ERIC Number: ED175103
Record Type: RIE
Publication Date: 1978-Mar
Reference Count: 0
Distance Effects of School District Reorganization. Final Project Report No. 16.
Honey, Rex; Kohler, James A.
The combination of the costs of providing services in sparsely populated areas and the equal opportunity benefits of comprehensive schools generates problems in terms of school district organization. The research reported here examines the relationship between increasing school district enrollment and increasing the distance children have to travel to school. Using a location-allocation methodology, the researchers examined four enrollment levels to find out how much distance would have to increase if reorganization were to occur at any of the target figures (namely, 1,000, 750, 600, and 400 pupils per school district). The results of the study showed that the average distance increase for children would be minimal, simply because most children would not be affected. However, among reassigned children the impact would be significant, averaging more than 10 miles for most alternatives.
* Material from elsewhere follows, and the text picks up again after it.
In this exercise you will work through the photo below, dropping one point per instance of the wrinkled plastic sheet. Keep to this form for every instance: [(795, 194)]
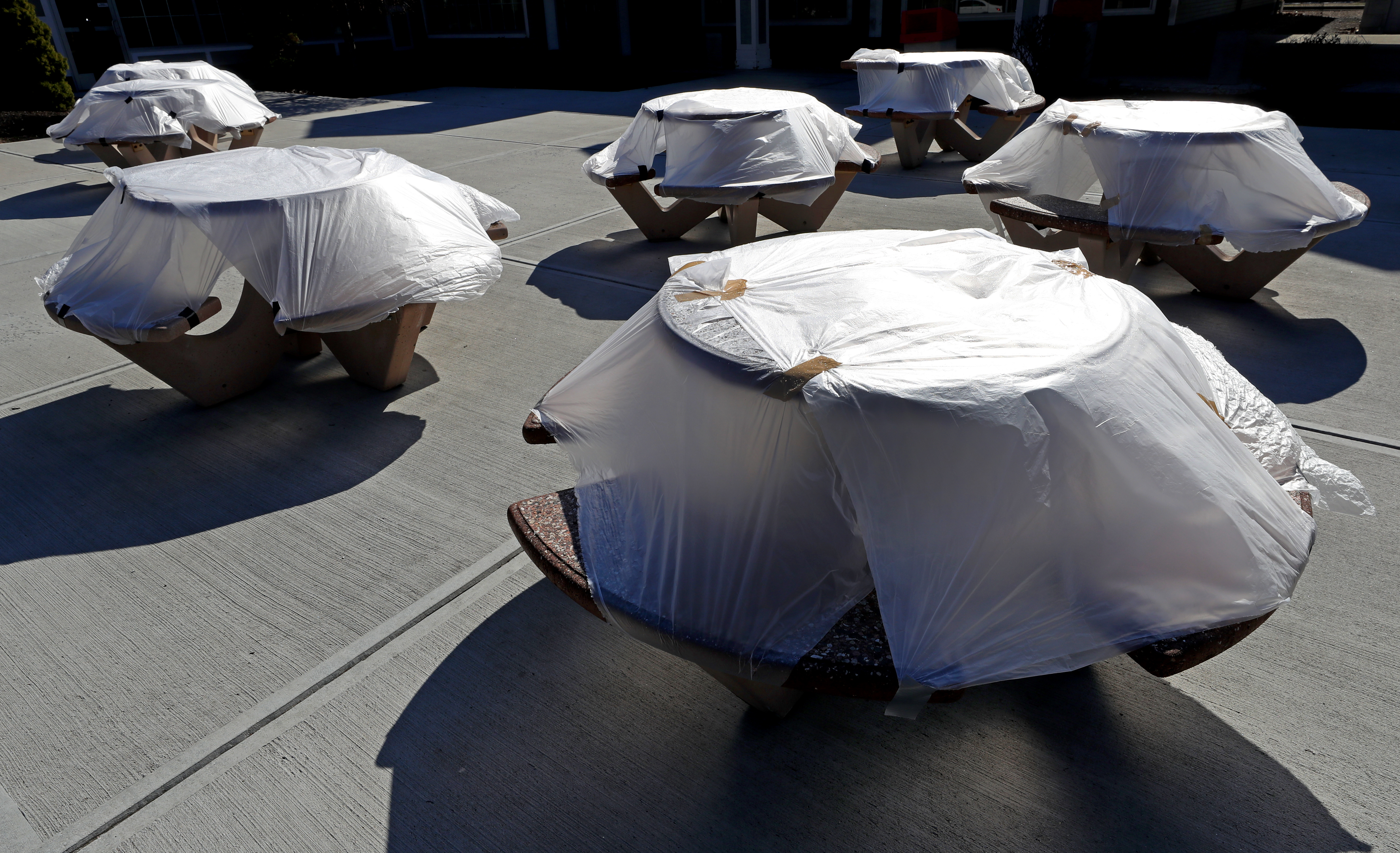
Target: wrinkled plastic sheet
[(163, 111), (1023, 459), (939, 83), (724, 146), (335, 239), (1174, 171), (155, 69)]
If reorganization were to occur, the study recommends, small marginal increases in distance would result from setting enrollment minima at 1,000 or 750 pupils rather than 600 or 400. More attractive than a single enrollment standard, however, would be a combination of enrollment and distance standards. (Author/LD)
Publication Type: Reports - Research
Education Level: N/A
Authoring Institution: Iowa Univ., Iowa City. Inst of Urban and Regional Research.